Elle pleurait, elle implorait les cieux,
Et, rougissant d’être ainsi toute nue,
De temps en temps fermant ses tristes yeux,
Ne voyant point, pensait n’être point vue.
Le bon Dunois était désespéré:
Quoi! disait-il, ce pendard décloîtré
Aura ma Jeanne, et perdra ma patrie!
Tout va céder à ce sorcier impie!
Tandis que moi, discret jusqu’à ce jour,
Modestement je cachais mon amour:
Et cependant l’offre honnête et polie
De Grisbourdon fit un très bon effet
Sur les cinq sens, sur l’âme du génie.
Il s’adoucit, il parut satisfait.
« Ce soir, dit-il, vous et votre mulet
Tenez-vous prêts: je cède, je pardonne
A ces Français; je vous les abandonne. »
Le moine gris possédait le bâton
Du bon Jacob, l’anneau de Salomon,
Sa clavicule, et la verge enchantée
Des conseillers-sorciers de Pharaon,
Et le balai sur qui parut montée
Du preux Saül la sorcière édentée,
Quand dans Endor à ce prince imprudent
Elle fit voir l’âme d’un revenant.
Le cordelier en savait tout autant;
I fit un cercle, et prit de la poussière
Que sur la bête il jeta par derrière,
En lui disant ces mots toujours puissants
Que Zoroastre enseignait aux Persans.
A ces grands mots dits en langue du diable,
O grand pouvoir! ô merveille ineffable!
Notre mulet sur deux pieds se dressa,
Sa tête oblongue en ronde se changea,
Ses longs crins noirs petits cheveux devinrent,
Sous son bonnet ses oreilles se tinrent.
Ainsi jadis ce sublime empereur
Dont Dieu punit le coeur dur et superbe,
Devenu boeuf, et sept ans nourri d’herbe,
Redevint homme, et n’en fut pas meilleur.

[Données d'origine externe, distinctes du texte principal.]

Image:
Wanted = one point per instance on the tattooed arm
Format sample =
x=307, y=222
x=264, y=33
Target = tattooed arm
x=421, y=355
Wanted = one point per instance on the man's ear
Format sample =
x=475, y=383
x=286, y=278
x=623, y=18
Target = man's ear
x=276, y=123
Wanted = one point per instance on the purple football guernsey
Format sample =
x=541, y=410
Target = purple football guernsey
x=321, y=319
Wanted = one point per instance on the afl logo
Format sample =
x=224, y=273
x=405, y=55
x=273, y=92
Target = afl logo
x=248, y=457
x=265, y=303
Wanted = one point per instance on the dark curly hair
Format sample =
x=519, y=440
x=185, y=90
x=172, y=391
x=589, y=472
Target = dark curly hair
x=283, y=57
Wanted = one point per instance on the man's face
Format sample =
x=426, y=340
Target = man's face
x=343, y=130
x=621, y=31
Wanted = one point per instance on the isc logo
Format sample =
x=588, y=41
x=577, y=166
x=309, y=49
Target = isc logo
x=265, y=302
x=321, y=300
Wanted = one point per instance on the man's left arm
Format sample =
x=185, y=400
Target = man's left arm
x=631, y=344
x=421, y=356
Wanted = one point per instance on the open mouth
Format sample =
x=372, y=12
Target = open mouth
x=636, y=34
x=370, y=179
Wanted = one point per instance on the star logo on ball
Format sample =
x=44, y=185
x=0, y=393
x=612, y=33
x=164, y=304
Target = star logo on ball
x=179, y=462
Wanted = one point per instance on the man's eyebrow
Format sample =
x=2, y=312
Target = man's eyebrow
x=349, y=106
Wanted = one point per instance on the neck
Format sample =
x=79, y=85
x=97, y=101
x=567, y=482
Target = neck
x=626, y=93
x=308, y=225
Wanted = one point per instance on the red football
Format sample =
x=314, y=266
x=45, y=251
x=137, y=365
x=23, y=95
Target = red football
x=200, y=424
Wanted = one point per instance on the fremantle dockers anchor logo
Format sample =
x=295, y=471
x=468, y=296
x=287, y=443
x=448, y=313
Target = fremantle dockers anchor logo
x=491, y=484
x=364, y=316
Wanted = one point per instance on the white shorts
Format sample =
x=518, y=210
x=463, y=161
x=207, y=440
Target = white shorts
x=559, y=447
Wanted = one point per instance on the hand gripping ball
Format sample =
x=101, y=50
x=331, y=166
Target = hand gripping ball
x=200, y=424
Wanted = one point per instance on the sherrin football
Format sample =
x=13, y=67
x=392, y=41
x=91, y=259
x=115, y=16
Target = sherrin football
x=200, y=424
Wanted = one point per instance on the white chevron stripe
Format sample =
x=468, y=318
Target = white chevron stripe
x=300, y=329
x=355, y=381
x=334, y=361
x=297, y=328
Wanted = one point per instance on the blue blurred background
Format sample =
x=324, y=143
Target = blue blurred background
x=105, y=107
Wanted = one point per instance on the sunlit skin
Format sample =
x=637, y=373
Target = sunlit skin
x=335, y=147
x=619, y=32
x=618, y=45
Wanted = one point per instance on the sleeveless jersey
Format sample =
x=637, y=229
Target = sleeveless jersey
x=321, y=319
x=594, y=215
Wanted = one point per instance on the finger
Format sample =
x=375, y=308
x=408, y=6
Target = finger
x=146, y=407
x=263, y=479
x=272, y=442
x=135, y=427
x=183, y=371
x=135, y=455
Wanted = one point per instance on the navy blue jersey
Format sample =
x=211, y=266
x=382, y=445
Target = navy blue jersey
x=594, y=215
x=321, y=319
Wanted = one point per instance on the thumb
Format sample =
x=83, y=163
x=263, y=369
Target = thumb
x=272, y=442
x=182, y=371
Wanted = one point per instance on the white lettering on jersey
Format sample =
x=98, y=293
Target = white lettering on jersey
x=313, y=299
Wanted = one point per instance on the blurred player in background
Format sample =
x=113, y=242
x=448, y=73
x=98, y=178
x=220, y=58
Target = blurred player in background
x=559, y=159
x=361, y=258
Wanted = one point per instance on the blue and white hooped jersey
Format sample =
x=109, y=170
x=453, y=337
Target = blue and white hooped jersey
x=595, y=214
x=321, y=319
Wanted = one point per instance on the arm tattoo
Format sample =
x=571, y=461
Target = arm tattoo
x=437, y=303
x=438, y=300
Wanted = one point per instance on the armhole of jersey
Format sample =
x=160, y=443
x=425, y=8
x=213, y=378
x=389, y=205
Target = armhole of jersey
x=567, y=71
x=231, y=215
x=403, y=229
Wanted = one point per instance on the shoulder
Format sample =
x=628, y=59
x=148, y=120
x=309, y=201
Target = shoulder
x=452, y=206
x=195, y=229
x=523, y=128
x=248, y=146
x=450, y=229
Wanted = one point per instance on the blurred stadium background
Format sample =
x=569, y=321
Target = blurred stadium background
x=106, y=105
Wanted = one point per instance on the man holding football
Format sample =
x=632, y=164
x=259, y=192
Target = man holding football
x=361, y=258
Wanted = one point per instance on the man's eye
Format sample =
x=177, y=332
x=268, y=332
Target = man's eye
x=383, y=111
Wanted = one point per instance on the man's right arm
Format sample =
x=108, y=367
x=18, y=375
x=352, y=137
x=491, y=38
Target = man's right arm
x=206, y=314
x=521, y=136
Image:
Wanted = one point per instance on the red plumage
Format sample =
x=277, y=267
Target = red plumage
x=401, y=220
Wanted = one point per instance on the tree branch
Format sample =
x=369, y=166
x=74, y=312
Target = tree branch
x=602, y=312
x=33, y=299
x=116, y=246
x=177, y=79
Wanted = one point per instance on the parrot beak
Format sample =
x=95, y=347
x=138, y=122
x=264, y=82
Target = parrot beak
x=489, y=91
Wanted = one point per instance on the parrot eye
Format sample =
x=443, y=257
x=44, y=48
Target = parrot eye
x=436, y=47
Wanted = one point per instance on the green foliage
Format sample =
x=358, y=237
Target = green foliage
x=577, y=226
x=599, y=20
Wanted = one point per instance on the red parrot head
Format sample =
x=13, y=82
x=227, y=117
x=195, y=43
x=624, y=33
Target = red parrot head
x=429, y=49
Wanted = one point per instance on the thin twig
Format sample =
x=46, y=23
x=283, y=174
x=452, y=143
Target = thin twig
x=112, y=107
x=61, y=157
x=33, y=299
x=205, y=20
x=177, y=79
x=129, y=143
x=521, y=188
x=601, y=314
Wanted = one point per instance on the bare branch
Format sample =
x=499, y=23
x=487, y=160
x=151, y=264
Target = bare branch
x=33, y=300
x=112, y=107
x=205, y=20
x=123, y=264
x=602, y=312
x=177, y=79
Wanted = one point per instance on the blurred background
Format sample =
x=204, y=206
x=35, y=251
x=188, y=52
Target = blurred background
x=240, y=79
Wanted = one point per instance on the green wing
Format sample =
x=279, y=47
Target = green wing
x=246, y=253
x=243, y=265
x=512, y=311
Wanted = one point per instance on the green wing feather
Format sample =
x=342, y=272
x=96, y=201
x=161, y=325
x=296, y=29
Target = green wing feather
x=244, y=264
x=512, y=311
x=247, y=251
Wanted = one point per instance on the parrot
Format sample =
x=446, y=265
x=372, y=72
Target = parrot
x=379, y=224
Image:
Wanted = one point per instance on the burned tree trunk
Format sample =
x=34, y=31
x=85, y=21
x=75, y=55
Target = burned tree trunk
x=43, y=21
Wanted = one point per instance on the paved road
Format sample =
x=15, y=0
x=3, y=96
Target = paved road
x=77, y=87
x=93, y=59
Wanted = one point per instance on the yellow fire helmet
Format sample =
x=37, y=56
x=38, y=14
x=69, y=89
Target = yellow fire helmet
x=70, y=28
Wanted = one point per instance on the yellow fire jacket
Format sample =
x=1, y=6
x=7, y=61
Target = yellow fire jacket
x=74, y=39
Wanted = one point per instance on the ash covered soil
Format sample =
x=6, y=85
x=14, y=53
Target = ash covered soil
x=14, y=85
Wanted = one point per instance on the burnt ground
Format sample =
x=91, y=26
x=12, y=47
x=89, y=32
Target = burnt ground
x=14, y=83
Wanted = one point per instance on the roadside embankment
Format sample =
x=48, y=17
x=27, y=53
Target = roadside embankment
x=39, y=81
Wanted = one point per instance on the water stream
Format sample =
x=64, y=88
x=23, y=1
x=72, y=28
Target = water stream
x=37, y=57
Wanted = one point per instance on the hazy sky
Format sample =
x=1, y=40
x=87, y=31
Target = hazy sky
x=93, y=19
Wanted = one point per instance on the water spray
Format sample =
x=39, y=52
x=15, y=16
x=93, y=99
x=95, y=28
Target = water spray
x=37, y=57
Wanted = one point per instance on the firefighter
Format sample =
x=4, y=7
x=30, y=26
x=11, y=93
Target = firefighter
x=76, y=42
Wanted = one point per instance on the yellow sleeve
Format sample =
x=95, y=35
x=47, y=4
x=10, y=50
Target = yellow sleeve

Du cintre bleu de la céleste sphère,
Denis voyait avec des yeux de père
De Jeanne d’Arc le déplorable cas;
Il eût voulu s’élancer ici-bas,
Mais il était lui-même en embarras.
Denis s’était attiré sur les bras
Par son voyage une fâcheuse affaire.
Saint George était le patron d’Angleterre;
Il se plaignit que monsieur saint Denis,
Sans aucun ordre et sans aucun avis,
A ses Bretons eût fait ainsi la guerre.
George et Denis, de propos en propos,
Piqués au vif, en vinrent aux gros mots.
Les saints anglais ont dans leur caractère
Je ne sais quoi de dur et d’insulaire:
On tient toujours un peu de son pays.
En vain notre âme est dans le paradis;
Tout n’est pas pur, et l’accent de province
Ne se perd point, même à la cour du prince.
Mais il est temps, lecteur, de m’arrêter;
Il faut fournir une longue carrière;
J’ai peu d’haleine, et je dois vous conter
L’événement de tout ce grand mystère;
Dire comment ce noeud se débrouilla,
Ce que fit Jeanne, et ce qui se passa
Dans les enfers, au ciel, et sur la terre.